Pierre Poilievre has built his brand on blunt, memorable soundbites about housing, inflation, and the cost of living. However, many of these claims don’t hold up under scrutiny.
Fact-checkers and analysts have found a pattern of exaggeration, oversimplification, and deliberate disinformation.
Here are the Top 10 False Claims by Pierre Poilievre from the past year.
1. The Bank of Canada “printed money” and caused inflation
He claimed the Bank was ordered to print money, directly driving inflation.
Economists call this misleading, since quantitative easing is not literal printing, and global shocks were bigger drivers.
2. Rents have “doubled” under the Liberals
Rent increases are steep but not doubled nationwide. Data show rises closer to 50–60 percent in many cities.

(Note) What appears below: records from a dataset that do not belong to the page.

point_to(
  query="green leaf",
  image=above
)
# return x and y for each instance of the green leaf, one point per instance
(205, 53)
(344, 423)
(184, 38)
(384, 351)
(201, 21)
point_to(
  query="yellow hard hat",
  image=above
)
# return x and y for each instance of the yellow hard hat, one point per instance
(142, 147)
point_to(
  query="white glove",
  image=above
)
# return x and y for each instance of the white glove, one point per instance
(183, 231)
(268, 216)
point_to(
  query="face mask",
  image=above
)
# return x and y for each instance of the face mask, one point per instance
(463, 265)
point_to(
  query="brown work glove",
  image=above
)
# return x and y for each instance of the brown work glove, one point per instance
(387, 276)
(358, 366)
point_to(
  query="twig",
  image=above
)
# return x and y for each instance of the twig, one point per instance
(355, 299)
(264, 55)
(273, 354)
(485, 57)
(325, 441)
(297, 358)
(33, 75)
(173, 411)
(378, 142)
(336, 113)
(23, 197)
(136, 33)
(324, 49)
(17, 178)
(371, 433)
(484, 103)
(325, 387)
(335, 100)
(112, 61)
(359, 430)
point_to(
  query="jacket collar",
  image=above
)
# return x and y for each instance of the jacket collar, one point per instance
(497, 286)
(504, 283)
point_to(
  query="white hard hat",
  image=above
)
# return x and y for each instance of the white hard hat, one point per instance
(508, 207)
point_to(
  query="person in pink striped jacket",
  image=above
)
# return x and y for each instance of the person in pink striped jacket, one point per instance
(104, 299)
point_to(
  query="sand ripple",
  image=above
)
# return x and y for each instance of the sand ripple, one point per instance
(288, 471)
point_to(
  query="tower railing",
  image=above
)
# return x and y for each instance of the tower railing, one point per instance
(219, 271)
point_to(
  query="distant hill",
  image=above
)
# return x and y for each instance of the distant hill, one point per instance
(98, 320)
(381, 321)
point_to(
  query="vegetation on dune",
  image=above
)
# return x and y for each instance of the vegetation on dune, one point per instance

3. Canada has the “worst household debt” or “worst housing inflation” in the G7
Canada ranks high but not consistently worst.
The claim depends on selective measures.
4. The carbon tax forced two million people to go to a food bank and left 25% of kids hungry
No evidence supports this. Fact-checkers call it patently absurd.
5. Average mortgage payments and down payments have more than doubled
Costs have risen, but not literally doubled across the board. Comparisons blur prices, interest, and incomes.
6. Immigration is the main driver of the housing crisis
Research shows other factors — zoning limits, supply shortages, investor speculation — are far more important.
7. Government spending is like spraying fuel on the fire of inflation
Spending played a role, but global supply shocks and energy prices mattered far more.
8. Bill C-69 and environmental rules killed major energy projects
Analysts found many projects were canceled due to market conditions, not federal rules alone.
9. Housing costs have doubled under Trudeau
Frequently repeated, but not true across Canada.
Strong rises, yes; literal doubling, no.
10. The carbon tax is directly responsible for widespread malnutrition and hunger
Another dramatic exaggeration with no credible data behind it.